Ah! There is a place for both but it sounds like not many are making use of both. He continues,
Suppose we start by saying that the French horn is the most beautiful of brass instruments. We should also say that it is the most difficult of all brass instruments. The French horn is too difficult in tone control and other technical problems for the average youngster to handle, especially when on the march. The alto horn, on the contrary, is very easy in tone control, while its technical capabilities almost equal those of the cornet.
After noting that the alto horn has been used traditionally in military and brass bands, Mr. Hoover notes a problem with the instrument:
The alto horn is one of the easiest band instruments to learn, and perhaps it is for this reason that good alto players are scarce. After the alto player can play with some degree of surety, he hangs his “peck horn” on a hook and stops practicing. Instead of advancing, therefore, he remains at the same place. Alto players in general do not fully realize the potential of the instrument, or the part it plays in the ensemble of the band.

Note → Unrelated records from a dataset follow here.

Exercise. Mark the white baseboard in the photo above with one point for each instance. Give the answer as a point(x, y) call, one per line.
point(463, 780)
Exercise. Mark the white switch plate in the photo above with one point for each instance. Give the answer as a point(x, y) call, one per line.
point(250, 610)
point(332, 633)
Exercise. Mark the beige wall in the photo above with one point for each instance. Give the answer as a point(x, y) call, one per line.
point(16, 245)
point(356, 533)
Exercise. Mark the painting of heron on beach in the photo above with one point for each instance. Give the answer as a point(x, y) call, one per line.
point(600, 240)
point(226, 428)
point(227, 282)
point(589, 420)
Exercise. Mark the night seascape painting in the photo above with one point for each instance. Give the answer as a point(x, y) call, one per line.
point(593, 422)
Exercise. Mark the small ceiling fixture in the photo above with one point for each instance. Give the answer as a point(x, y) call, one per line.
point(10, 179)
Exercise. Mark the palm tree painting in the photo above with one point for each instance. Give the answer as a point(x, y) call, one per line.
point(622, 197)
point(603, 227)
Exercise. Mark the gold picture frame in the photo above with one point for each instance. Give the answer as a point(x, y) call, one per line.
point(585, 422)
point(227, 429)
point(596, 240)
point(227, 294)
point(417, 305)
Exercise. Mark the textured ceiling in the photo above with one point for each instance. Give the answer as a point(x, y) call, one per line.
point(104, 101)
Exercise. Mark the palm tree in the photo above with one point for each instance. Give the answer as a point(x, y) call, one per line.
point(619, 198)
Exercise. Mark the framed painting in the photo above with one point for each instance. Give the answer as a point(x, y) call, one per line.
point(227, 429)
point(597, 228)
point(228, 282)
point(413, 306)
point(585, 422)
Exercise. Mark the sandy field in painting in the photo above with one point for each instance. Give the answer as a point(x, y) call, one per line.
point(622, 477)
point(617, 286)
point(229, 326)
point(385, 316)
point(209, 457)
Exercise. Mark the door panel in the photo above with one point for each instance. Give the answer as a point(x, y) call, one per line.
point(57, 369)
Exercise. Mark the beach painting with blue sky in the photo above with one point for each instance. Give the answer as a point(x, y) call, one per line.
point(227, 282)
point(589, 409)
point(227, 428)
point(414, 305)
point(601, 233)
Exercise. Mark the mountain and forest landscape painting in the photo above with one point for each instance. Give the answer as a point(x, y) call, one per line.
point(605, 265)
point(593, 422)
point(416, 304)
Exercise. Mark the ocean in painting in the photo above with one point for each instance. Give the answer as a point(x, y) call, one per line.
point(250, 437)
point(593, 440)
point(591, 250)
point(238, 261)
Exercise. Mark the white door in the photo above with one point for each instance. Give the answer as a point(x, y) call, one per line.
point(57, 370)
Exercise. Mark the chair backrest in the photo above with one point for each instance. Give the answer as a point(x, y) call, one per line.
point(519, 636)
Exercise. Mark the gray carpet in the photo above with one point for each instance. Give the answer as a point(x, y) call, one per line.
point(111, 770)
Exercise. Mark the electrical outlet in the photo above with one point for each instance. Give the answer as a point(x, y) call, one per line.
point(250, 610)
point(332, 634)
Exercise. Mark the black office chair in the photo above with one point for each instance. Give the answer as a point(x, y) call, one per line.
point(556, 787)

HMMM. Too easy to play, this is the problem? In any event, he continues noting that while there is “no satisfactory substitute” for the horn in an orchestra, altos are better than French horn s at playing afterbeats in a band. Expanding on these points he notes that
Many bands use French horns exclusively, even when they are poorly played. This is a serious mistake, as it creates a weakness in the middle of the band which is very noticeable to any trained observer. I have heard very few school bands which have a well balanced horn section; even a good horn section doesn’t fill the gap between the cornets and baritones.
It isn’t possible for a young horn player to deliver enough volume of tone for consistent brass balance; and, even if he could, the quality of the tone would not blend with the rest of the brass section. Horns cannot satisfactorily play staccato afterbeats which come through properly and, therefore, the pep and punch of a march or allegro movement is lost.

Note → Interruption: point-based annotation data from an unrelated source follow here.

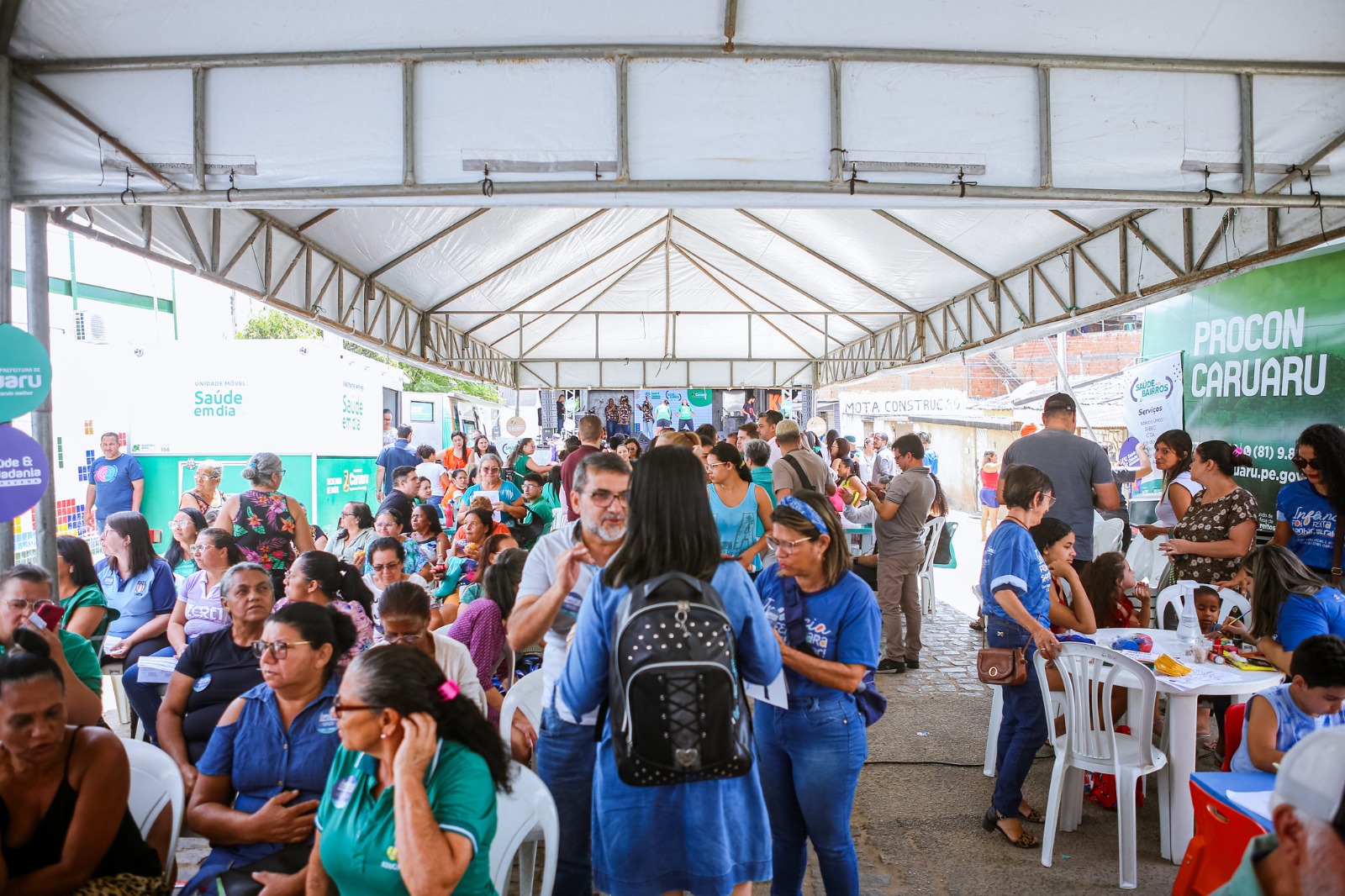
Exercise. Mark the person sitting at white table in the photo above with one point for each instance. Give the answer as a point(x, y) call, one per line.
point(1282, 716)
point(1306, 851)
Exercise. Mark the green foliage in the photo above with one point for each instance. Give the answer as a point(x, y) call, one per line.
point(419, 380)
point(277, 324)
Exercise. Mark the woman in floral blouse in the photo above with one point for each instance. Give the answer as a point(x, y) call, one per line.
point(1221, 526)
point(268, 526)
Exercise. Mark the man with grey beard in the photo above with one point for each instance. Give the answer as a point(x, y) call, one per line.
point(556, 577)
point(1305, 853)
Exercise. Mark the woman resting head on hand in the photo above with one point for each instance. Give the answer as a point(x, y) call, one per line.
point(404, 725)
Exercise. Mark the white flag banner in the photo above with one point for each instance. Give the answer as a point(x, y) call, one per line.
point(1154, 398)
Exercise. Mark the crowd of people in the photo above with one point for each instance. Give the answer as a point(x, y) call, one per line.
point(309, 674)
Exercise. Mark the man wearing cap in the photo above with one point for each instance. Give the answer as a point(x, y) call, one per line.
point(1306, 853)
point(798, 468)
point(1079, 470)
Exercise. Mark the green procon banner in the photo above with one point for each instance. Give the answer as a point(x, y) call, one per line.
point(1263, 358)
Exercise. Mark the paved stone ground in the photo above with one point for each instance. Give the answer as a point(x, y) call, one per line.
point(921, 794)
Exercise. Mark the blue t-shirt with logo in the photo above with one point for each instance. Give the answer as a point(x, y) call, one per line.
point(112, 482)
point(844, 625)
point(1013, 562)
point(1311, 521)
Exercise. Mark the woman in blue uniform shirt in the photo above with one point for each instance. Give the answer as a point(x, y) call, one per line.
point(811, 754)
point(138, 584)
point(709, 837)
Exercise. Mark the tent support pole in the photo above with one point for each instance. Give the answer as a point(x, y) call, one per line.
point(1044, 125)
point(1244, 104)
point(408, 123)
point(40, 326)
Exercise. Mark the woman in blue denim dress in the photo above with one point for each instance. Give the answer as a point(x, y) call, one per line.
point(1015, 593)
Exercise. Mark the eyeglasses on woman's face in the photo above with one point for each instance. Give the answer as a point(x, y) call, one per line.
point(1308, 463)
point(277, 649)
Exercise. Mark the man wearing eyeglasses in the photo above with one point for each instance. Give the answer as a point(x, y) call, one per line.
point(24, 588)
point(556, 577)
point(1305, 856)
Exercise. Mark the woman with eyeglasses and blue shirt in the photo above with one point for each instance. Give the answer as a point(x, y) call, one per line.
point(810, 754)
point(262, 774)
point(1015, 596)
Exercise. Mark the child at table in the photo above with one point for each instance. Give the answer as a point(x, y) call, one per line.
point(1106, 582)
point(1282, 716)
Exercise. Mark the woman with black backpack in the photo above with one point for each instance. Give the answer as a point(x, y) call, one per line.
point(677, 802)
point(810, 755)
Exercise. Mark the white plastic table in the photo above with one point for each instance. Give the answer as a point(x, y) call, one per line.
point(1180, 728)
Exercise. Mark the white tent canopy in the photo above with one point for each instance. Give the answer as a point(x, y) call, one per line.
point(705, 192)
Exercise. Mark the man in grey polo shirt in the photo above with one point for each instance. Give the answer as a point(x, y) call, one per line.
point(896, 532)
point(1078, 467)
point(556, 577)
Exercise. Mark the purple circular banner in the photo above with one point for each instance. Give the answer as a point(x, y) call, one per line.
point(24, 472)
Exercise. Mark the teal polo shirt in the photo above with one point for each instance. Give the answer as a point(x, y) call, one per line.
point(360, 842)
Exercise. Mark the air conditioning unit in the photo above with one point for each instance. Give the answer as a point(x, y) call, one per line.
point(91, 327)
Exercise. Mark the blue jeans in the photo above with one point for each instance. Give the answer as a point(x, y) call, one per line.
point(809, 759)
point(1022, 730)
point(145, 698)
point(565, 756)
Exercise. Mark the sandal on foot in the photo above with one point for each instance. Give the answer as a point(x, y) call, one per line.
point(1033, 817)
point(992, 822)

How many times when you attend a high school band concert do you hear a good performance by the horn section? Every time the horns have a solo or an important part, they have you on the edge of the chair before they finally do or don’t.
Ouch! Mr. Hoover does not like chipped notes. Who does? Not me. And he does have a valid point, that it is harder to chip notes on an alto horn, the harmonics are further apart. This is a big reason why mellophones are used in marching band today.
As he closes the article Mr. Hoover reveals that he has a bit of a problem with the horn (but claims to love it) and also shows that he is in fact a dinosaur, far out of the mainstream of his time.
If you are fortunate enough to have a first-class horn section, you would do well to augment it with alto horns. We have hundreds of school bands which would do much better if they used alto horns. Why weaken your band, when the part could be played satisfactorily on the alto horn by an average performer? Many present-day band directors have never seen or heard the value of the alto horn.
I know of cities of 100,000 where all the schools use horns; yet the professional bands cannot, for love nor money, find suitable French horn players.
What are your net results? Horn or no horn, the efficient way is to start the future horn players on alto horn or cornet, letting them mature and prove themselves musically before making the switch to the more difficult instrument. I love the French horn, but the band is no better than its weakest section. Our ultimate aim should be results.
We do learn several things in his comments that deserve further exploration. One is that the alto horn was also known as a peck horn, even among advocates, and more importantly that it had more widespread use before the 1960s.
As already noted, the alto/tenor horn is to this day a standard instrument in a British brass band. For more on the tenor horn I highly recommend Al’s Tenor Horn Page, from which the image in this article was linked.